Em nota, a Frente Distrital pelo Desencarceramento (Desencarcera DF), observa que o caso de Dantas aponta para uma realidade comum no sistema prisional brasileiro, onde milhares de pessoas têm suas vidas ceifadas. “No Estado de Coisas Inconstitucional – reconhecido pelo STF, essa realidade é comum, e embora não haja pena de morte no Código Penal Brasileiro, milhares têm suas vidas ceifadas dentro do Sistema Prisional, e é quase impossível encontrar um responsável”, destaca a nota do coletivo.
Em outro trecho, a organização observa que “com Cleiciano, o castigo tão forte que deixou marcas muito evidentes”, em referência às imagens que mostram os hematomas no corpo do jovem.
“Lamentamos muito que mais um jovem tenha sido vítima desse sistema tão cruel e massacrante. Jovens como Cleiciano, adoecidos mentalmente, eram tratados de maneira ainda pior pelo Sistema, é o que se torna evidente, pois além dele, Leandro de Oliveira Silva foi também vitimado de maneira semelhante, após ir pro castigo, durante a Pandemia de Covid-19 em 2022, e o caso segue sem um desfecho.”, denuncia outro trecho da nota.
Dados da Comissão de Direitos Humanos da Câmara Legislativa do Distrito Federal, apontam que de janeiro a junho de 2025 foram registradas 285 denúncias contra o sistema prisional do DF. Em 2024 foram 1363 casos.

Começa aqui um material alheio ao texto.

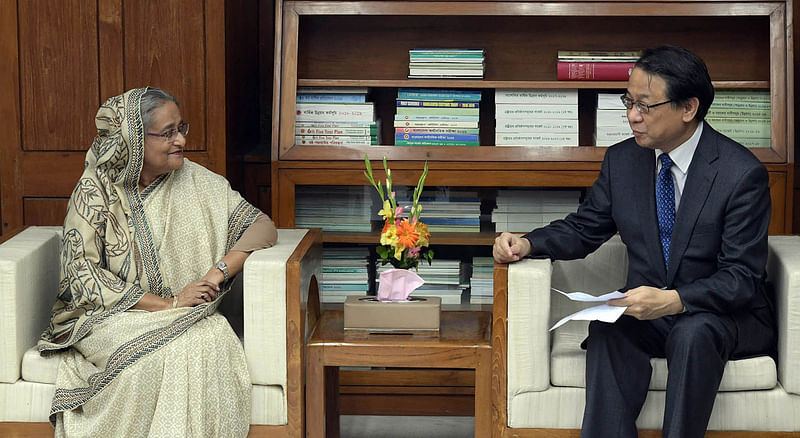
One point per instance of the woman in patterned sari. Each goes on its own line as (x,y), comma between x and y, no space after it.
(150,241)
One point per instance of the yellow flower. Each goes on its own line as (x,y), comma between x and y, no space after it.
(389,237)
(406,234)
(386,211)
(424,235)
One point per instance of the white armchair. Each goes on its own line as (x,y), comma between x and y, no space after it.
(278,283)
(540,376)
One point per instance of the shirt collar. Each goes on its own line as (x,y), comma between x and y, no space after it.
(682,155)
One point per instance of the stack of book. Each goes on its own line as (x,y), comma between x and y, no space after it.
(336,208)
(743,115)
(599,65)
(344,272)
(444,210)
(612,120)
(445,63)
(481,283)
(534,117)
(451,211)
(437,117)
(334,116)
(442,279)
(524,210)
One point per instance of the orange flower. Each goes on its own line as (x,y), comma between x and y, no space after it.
(406,234)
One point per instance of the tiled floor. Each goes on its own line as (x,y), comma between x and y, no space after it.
(374,426)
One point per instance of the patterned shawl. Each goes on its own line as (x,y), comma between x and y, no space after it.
(111,256)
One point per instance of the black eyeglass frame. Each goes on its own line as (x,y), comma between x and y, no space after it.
(183,128)
(642,107)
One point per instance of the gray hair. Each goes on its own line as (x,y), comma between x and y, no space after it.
(154,98)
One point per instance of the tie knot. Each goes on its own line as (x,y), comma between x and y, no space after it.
(666,161)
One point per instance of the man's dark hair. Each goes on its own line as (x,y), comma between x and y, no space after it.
(686,75)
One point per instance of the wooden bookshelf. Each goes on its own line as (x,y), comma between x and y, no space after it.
(746,45)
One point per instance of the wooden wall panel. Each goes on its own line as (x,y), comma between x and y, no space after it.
(59,77)
(165,47)
(10,209)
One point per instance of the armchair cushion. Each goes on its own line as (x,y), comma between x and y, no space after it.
(38,368)
(28,284)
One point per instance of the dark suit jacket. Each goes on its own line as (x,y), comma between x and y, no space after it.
(719,241)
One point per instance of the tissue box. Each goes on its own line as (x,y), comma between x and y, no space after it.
(367,313)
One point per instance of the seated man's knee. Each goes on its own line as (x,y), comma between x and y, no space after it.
(699,333)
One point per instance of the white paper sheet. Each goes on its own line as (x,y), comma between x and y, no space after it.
(602,312)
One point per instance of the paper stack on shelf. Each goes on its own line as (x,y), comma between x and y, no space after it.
(344,272)
(522,210)
(437,117)
(442,279)
(743,115)
(595,65)
(444,210)
(447,210)
(612,125)
(335,116)
(482,281)
(445,63)
(336,208)
(536,117)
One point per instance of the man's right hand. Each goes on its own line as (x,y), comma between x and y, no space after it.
(510,248)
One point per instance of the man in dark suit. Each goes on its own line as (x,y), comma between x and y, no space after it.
(693,208)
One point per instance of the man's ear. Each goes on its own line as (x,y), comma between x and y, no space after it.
(690,109)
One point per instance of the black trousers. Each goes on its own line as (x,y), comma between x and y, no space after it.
(696,346)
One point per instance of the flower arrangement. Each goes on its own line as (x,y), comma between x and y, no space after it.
(403,240)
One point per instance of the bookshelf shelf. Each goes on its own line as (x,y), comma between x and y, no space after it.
(474,84)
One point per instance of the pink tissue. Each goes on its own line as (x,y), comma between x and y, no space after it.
(397,284)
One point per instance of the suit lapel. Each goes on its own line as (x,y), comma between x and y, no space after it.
(644,177)
(700,178)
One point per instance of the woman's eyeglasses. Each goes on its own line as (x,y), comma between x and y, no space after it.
(170,135)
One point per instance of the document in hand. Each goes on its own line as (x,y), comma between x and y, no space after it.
(603,312)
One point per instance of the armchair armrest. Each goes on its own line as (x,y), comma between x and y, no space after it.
(528,319)
(29,275)
(783,270)
(277,282)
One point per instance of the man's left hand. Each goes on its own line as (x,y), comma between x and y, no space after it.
(645,302)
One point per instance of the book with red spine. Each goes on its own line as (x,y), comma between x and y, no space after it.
(594,71)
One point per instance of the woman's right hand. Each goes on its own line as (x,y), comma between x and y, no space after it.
(196,293)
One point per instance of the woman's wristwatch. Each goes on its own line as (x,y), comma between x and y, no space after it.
(222,266)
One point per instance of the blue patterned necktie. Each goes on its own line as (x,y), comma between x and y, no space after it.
(665,204)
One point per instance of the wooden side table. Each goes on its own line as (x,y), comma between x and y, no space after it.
(463,341)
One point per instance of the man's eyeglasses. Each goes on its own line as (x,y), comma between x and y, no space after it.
(642,107)
(170,135)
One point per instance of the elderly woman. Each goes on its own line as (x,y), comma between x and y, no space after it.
(150,243)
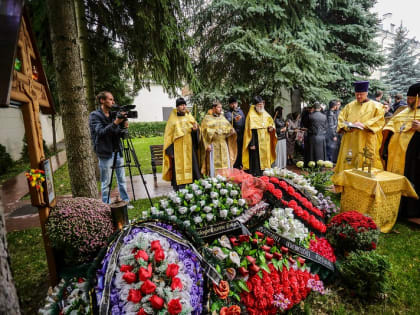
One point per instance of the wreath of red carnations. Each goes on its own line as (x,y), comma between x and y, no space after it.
(301,213)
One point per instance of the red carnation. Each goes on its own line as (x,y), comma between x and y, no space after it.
(174,307)
(142,312)
(148,287)
(259,234)
(129,277)
(144,273)
(176,284)
(157,302)
(134,296)
(172,270)
(154,245)
(125,268)
(159,255)
(141,254)
(269,241)
(234,241)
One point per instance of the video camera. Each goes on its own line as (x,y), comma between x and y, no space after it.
(117,110)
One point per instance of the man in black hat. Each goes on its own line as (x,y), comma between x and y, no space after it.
(235,116)
(402,148)
(359,121)
(181,139)
(317,130)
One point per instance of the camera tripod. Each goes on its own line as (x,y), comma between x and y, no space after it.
(129,155)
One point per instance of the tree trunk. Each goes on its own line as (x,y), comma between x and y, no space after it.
(9,302)
(72,97)
(86,66)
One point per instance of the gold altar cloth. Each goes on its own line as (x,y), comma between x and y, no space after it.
(379,197)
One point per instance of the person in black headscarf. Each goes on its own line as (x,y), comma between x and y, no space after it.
(332,136)
(317,131)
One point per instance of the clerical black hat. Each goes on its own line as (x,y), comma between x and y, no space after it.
(232,99)
(258,99)
(414,90)
(180,101)
(361,86)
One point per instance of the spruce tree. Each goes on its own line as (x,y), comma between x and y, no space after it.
(403,65)
(352,31)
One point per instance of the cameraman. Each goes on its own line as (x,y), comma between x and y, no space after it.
(105,135)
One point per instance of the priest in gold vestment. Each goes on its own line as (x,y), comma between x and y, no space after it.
(181,140)
(359,121)
(218,142)
(401,148)
(259,147)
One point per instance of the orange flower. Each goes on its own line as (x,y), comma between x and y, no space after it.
(222,290)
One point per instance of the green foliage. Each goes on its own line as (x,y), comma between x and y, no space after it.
(147,129)
(257,47)
(352,29)
(365,273)
(5,160)
(403,64)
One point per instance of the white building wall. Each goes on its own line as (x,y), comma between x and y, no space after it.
(12,130)
(149,104)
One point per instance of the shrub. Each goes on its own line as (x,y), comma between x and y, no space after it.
(365,273)
(80,227)
(352,230)
(5,160)
(147,129)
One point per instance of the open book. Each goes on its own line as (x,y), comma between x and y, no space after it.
(351,125)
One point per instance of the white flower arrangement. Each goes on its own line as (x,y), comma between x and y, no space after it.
(283,222)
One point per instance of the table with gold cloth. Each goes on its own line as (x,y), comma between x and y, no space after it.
(378,196)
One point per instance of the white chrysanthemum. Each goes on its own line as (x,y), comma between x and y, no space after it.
(183,210)
(234,210)
(207,209)
(214,195)
(209,216)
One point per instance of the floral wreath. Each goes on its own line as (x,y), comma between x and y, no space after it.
(36,177)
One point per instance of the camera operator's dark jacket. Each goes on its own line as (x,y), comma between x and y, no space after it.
(104,133)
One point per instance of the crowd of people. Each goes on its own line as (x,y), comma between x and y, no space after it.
(389,133)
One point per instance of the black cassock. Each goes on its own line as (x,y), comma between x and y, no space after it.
(254,155)
(317,131)
(410,207)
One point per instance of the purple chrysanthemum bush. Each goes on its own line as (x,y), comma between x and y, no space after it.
(80,227)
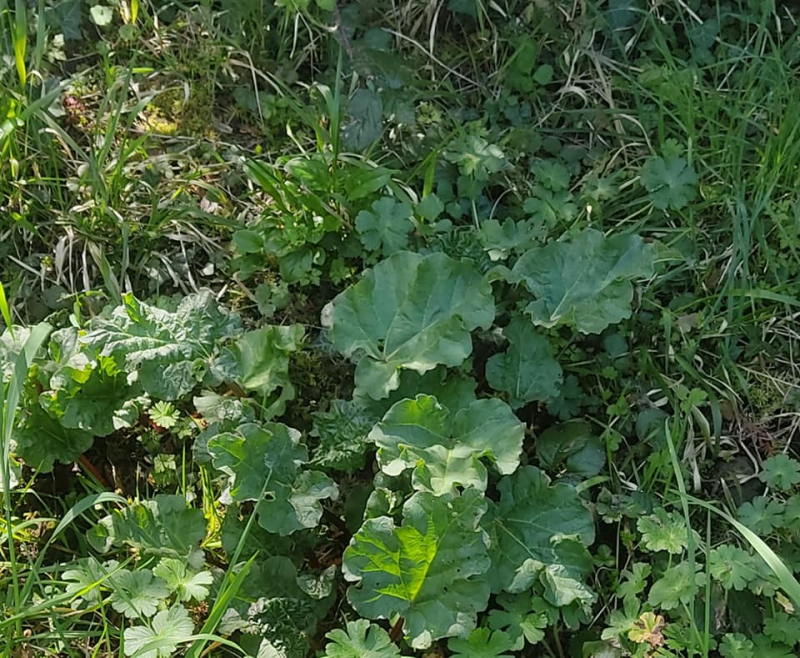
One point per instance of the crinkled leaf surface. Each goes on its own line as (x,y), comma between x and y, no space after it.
(254,454)
(10,346)
(342,431)
(386,226)
(585,283)
(527,371)
(42,441)
(528,528)
(361,640)
(169,351)
(410,311)
(430,570)
(168,629)
(445,449)
(101,405)
(264,464)
(262,362)
(163,525)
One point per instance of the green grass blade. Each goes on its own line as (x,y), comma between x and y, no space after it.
(20,39)
(5,311)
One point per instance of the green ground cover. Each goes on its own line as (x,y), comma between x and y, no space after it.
(399,328)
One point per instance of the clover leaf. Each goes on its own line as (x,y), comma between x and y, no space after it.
(410,311)
(780,472)
(585,283)
(427,571)
(186,583)
(677,586)
(163,525)
(732,567)
(475,157)
(444,449)
(261,359)
(137,593)
(670,183)
(361,640)
(664,531)
(386,228)
(100,401)
(161,638)
(527,371)
(41,441)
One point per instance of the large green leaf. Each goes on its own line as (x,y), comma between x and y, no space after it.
(527,371)
(445,449)
(585,283)
(528,530)
(41,441)
(571,445)
(429,571)
(264,464)
(342,431)
(261,359)
(410,311)
(161,526)
(168,351)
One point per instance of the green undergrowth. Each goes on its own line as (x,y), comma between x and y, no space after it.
(376,330)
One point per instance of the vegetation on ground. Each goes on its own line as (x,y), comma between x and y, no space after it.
(383,329)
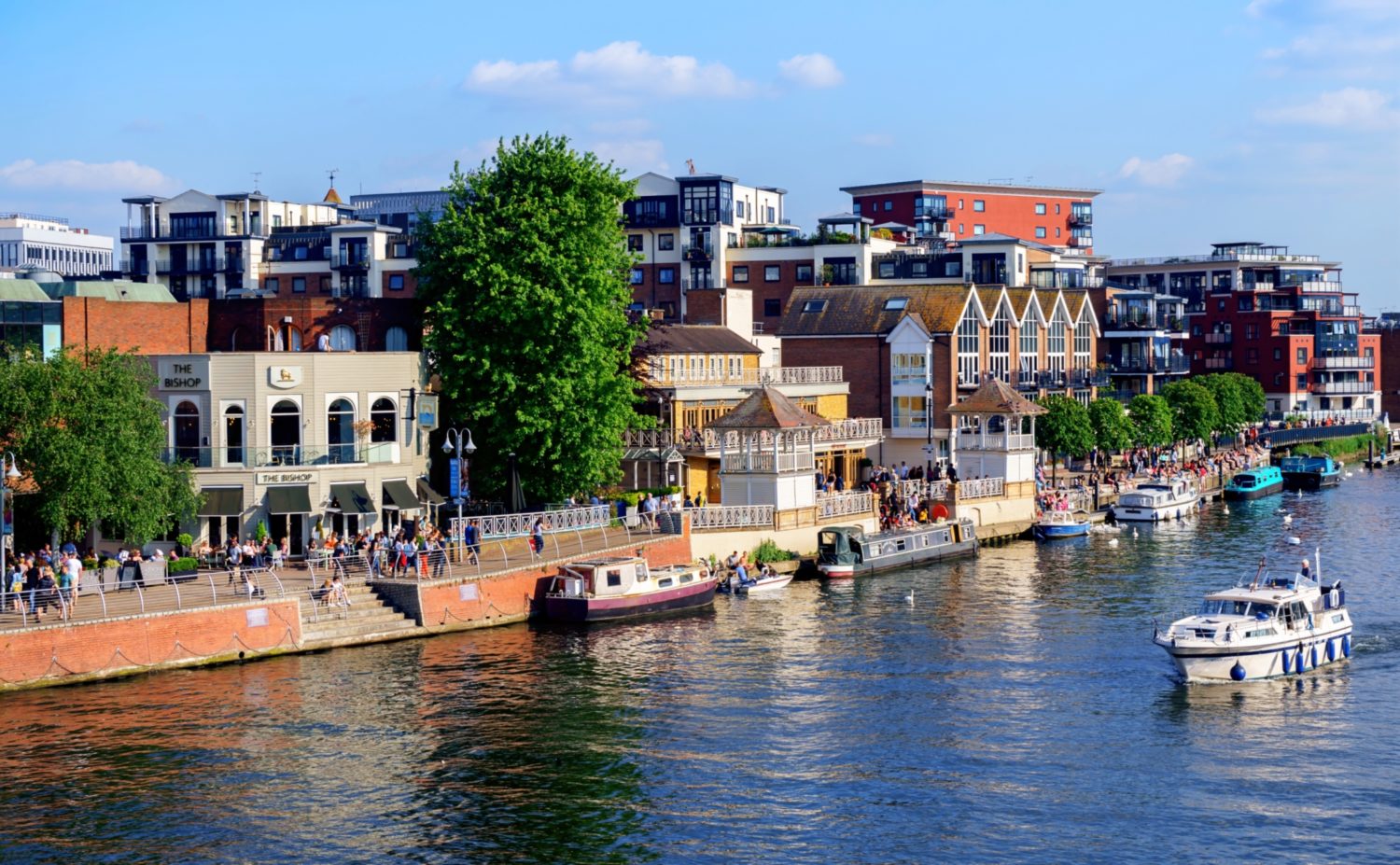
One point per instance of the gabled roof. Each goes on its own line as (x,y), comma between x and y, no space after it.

Além das condições insalubres de encarceramento causadas por problemas de infraestrutura, as denuncias indicavam que pessoas privadas de liberdade enfrentavam outras violações como tortura e maus tratos, proibição de visitas, incomunicabilidade com a família e baixa qualidade no acesso à alimentação higiene e saúde.
Para Samuel Vitor, militante do coletivo Pelas Vidas Negras do DF, a morte de Cleiciano sob custódia do Estado não é um episódio isolado, mas expõe uma crise que estrutura o sistema penitenciário no DF. “Quando o Estado falha em todos os níveis, não morre apenas uma pessoa, mas o próprio princípio da dignidade humana. O caso de Cleiciano exige justiça e responsabilização imediata. Não permitiremos que mais vidas sejam apagadas por um sistema que deveria ressocializar, não executar”.